History of the Church

 

Avonbridge Church has had many changes in denominational name since it was first built in 1804. Before there was a building, there was a congregation. There had been about 80 seceders in the parish of Slamannan as well as 70 in Muiravonside and 156 in Torphichen in the late 18th century and the beginning of the 19th century.

In 1800 about 59 people in those parishes applied to the Associate Burgher Church to have services in the Avonbridge district, but the request was not granted at that time.

Early in 1803, a meeting was held in the house of William Roberts, Bridgehill. A committee of management was formed with John Hardy, Boagston, as preses, and William Black, Drumtassie, as Clerk. It was decided that they would have their own church in Avonbridge but they had to decide which denomination to join; either the Associate Burgher Synod or the Synod of Relief. The history of the origin of those denominations can be found in any Scottish Church history book.

The preferences of the people of the parishes were tested. A majority of 97 favoured the Associate Burgher Synod, and so the committee of management petitioned that denomination to send someone to conduct Sunday services. At the same time it was decided to build a church on the site where the present church now stands. The first service was held on 13th March 1803, in a barn belonging to Patrick Gray, Middlestrath. That service was conducted by Reverend John Brown, minister of the Associate Burgher church, Longridge.

The Associate Burgher Presbytery of Stirling and Falkirk agreed to the request of the Avonbridge people and promised to send preachers to conduct Sunday services as often as they could. That acceptance of Avonbridge as a congregation of the Associate Burgher Synod took place on 5th April 1803. To help the congregation some members of the Associate Burgher Church in Bathgate were transferred to Avonbridge. At first the congregation worshipped in a tent which was made for this use by James Taylor of Moss-side.

On the 4th June 1804 the congregation asked for permission from the Associate Burgher Presbytery of Stirling and Falkirk to call a minister of their own. This was agreed and so the congregation went ahead with a unanimous call to the Reverend John Craig. The first call was signed by 78 members and 33 adherents. The new minister was to receive 70 per annum and a manse. The first manse was in Blackston Road, Avonbridge.

At this time the church was being built by Charles Shaw of Dalquhairn and Robert Waddell, Holehouse.
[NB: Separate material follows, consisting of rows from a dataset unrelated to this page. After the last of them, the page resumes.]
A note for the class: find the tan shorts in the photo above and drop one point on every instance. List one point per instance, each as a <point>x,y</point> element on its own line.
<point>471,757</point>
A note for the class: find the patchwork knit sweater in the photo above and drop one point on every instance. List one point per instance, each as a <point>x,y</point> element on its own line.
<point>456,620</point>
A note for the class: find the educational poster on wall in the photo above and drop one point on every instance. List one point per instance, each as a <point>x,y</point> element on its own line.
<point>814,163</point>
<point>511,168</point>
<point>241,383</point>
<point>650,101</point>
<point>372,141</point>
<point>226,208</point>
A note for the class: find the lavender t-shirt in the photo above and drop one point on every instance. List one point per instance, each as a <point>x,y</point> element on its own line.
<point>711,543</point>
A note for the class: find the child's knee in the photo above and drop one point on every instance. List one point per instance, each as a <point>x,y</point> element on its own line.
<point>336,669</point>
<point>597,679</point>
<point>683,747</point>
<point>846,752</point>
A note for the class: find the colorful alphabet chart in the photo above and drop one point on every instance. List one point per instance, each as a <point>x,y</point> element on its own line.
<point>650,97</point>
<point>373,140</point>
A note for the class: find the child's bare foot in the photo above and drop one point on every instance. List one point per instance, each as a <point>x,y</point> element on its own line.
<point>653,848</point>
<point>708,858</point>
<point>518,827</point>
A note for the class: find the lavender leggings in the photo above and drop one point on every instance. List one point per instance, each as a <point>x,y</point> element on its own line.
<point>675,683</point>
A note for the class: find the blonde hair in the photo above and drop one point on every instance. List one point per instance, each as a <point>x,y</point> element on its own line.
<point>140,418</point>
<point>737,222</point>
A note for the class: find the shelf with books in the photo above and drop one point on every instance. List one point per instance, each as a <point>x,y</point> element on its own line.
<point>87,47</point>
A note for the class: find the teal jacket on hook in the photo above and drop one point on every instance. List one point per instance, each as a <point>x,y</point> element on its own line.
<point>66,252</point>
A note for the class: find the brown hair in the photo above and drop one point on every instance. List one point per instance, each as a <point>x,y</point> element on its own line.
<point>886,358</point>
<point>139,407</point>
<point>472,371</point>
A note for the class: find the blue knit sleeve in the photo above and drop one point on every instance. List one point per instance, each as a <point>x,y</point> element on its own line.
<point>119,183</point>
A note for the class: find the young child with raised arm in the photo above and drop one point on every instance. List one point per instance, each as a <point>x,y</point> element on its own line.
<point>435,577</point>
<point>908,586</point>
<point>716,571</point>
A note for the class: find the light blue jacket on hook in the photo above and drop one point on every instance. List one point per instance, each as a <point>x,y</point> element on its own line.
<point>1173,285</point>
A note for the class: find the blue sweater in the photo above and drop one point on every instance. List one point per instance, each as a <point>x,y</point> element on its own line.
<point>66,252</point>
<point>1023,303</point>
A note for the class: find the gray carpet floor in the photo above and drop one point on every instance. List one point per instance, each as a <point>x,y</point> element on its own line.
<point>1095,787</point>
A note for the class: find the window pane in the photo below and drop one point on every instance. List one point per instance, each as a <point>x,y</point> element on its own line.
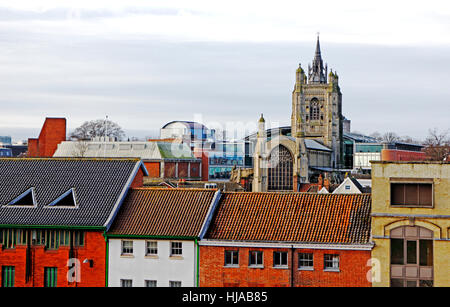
<point>150,283</point>
<point>426,252</point>
<point>397,251</point>
<point>279,259</point>
<point>305,260</point>
<point>425,283</point>
<point>411,249</point>
<point>411,194</point>
<point>397,283</point>
<point>425,195</point>
<point>397,194</point>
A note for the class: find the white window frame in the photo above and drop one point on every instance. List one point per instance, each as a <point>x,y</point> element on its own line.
<point>147,253</point>
<point>335,263</point>
<point>122,243</point>
<point>172,249</point>
<point>173,282</point>
<point>148,281</point>
<point>258,258</point>
<point>309,267</point>
<point>123,281</point>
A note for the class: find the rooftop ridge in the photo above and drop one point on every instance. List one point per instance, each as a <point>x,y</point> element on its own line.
<point>171,189</point>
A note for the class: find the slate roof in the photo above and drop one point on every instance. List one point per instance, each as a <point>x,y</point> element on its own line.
<point>99,185</point>
<point>163,212</point>
<point>292,217</point>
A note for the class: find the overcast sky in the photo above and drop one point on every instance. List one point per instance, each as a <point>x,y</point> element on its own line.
<point>145,63</point>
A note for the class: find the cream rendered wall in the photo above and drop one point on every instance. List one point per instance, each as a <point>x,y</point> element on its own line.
<point>385,217</point>
<point>162,268</point>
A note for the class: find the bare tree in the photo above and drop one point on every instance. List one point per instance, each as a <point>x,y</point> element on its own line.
<point>98,128</point>
<point>437,145</point>
<point>80,149</point>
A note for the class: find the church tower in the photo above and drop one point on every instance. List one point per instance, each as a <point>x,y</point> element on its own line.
<point>317,106</point>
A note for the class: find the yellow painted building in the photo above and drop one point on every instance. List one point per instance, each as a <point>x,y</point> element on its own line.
<point>411,224</point>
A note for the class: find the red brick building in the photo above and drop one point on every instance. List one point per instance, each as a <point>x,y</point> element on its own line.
<point>52,133</point>
<point>287,239</point>
<point>54,215</point>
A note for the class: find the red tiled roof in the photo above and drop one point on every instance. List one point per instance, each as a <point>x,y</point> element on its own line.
<point>163,212</point>
<point>292,217</point>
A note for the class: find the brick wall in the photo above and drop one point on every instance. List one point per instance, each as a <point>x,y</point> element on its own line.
<point>352,272</point>
<point>52,133</point>
<point>94,248</point>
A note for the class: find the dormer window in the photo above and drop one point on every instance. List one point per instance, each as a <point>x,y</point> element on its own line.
<point>26,199</point>
<point>66,200</point>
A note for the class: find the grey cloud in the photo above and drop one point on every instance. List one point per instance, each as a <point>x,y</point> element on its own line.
<point>145,83</point>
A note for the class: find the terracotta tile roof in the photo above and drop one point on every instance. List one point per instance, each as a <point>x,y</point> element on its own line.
<point>292,217</point>
<point>163,212</point>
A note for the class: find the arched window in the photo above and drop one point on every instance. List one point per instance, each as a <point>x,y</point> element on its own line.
<point>280,170</point>
<point>411,257</point>
<point>314,109</point>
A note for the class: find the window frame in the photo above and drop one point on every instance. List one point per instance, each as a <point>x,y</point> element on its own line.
<point>232,264</point>
<point>172,282</point>
<point>147,248</point>
<point>172,249</point>
<point>417,182</point>
<point>301,259</point>
<point>279,258</point>
<point>122,247</point>
<point>52,273</point>
<point>259,258</point>
<point>8,276</point>
<point>123,281</point>
<point>148,281</point>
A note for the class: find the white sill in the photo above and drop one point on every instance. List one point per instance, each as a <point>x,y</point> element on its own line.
<point>176,257</point>
<point>332,270</point>
<point>151,257</point>
<point>256,266</point>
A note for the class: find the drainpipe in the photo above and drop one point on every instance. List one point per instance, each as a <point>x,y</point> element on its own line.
<point>107,258</point>
<point>292,265</point>
<point>198,263</point>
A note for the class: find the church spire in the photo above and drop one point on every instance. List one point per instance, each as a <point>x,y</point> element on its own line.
<point>317,73</point>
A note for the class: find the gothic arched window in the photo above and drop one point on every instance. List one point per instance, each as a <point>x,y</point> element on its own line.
<point>280,170</point>
<point>314,109</point>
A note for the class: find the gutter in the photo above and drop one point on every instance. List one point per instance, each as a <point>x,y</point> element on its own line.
<point>149,237</point>
<point>68,227</point>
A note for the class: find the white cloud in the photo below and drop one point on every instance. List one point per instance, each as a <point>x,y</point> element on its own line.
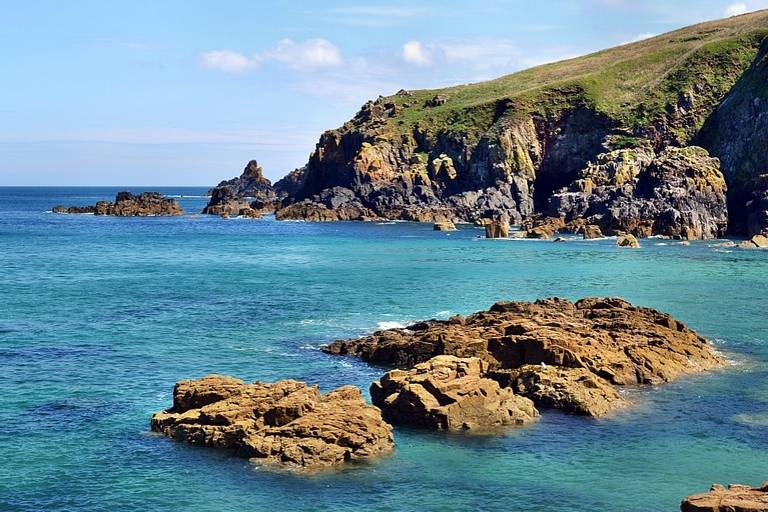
<point>640,37</point>
<point>226,60</point>
<point>415,53</point>
<point>736,9</point>
<point>307,55</point>
<point>310,54</point>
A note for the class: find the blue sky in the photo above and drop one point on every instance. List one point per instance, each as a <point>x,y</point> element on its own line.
<point>185,92</point>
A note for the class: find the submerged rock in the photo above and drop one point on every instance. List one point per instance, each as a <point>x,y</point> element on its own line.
<point>444,226</point>
<point>756,242</point>
<point>556,352</point>
<point>146,204</point>
<point>450,393</point>
<point>287,422</point>
<point>735,498</point>
<point>627,241</point>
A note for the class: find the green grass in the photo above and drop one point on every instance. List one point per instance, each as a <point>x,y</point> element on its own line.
<point>633,84</point>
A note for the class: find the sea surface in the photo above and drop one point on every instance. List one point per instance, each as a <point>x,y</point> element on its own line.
<point>100,316</point>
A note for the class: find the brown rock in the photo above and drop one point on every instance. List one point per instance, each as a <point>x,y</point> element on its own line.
<point>575,390</point>
<point>450,393</point>
<point>756,242</point>
<point>287,422</point>
<point>736,498</point>
<point>608,337</point>
<point>591,232</point>
<point>146,204</point>
<point>444,226</point>
<point>627,241</point>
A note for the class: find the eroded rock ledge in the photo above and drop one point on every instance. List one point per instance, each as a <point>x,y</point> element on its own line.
<point>146,204</point>
<point>450,393</point>
<point>288,422</point>
<point>737,498</point>
<point>557,353</point>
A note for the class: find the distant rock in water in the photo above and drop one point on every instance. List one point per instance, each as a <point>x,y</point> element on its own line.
<point>558,353</point>
<point>736,498</point>
<point>146,204</point>
<point>250,194</point>
<point>287,422</point>
<point>450,393</point>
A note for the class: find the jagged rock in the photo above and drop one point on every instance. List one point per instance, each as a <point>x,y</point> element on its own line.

The total cost of the first church was 198. The church was ready when Mr Craig was ordained and inducted to Avonbridge Church on 6th November 1804. Although Mr Craig was plagued by illness, the congregation must have increased because in 1815 galleries were erected which brought the seating capacity of the church up to 308.

In 1820 the church became a congregation of the United Secession Church, when most of the Burghers and Anti-Burghers came together to form the United Secession Church. In 1834 the membership of the church was 128 with 54 members from Muiravonside, 30 from Slamannan and 44 from Torphichen. The stipend then was 67, and the church had a debt of 165, which was wiped out in 1845. Before that date the congregation suffered from some trouble from Falkirk and Bathgate. Many of the members had been drawn away by the preaching of the Reverend James Morrison who had been brought up in Bathgate where his father had been the minister of the Old Secession Church. This led to the formation of the Evangelical Union Church in Avonbridge in 1844.

In 1847 the denominational name of the Avonbridge Church underwent another change when the United Secession Church and Synod of Relief joined together to form the United Presbyterian Church.

During the ministry of Reverend John L Robertson BD, a mission was started at Crossroads in 1889 which continued for a number of years. A Sunday School was also established there. In 1889 it was agreed that a new church should be built. On 11th September 1889 the foundation stone of the new church was laid by J C Bolton Esq., the Member of Parliament for Stirlingshire. It was built on the site of the first church and had seating for 200 while the small gallery at the west end of the church seated 60. At the east end of the church a hall was built to hold 70 people and under the same roof was the minister's vestry and other conveniences. The church was opened and dedicated by the Reverend John Smith, Broughton Place, Edinburgh. At that time there was still a debt of 160 outstanding. This debt was cleared off 5 years later after a successful bazaar, opened by the Member of Parliament, J McKillop Esq.

Since 1889 the congregation became part of the Church of Scotland and on 1 January 1971 was linked with Torphichen Kirk, with the Rev Tom Crichton then Minister of Torphichen Kirk becoming the first minister of the linked charge.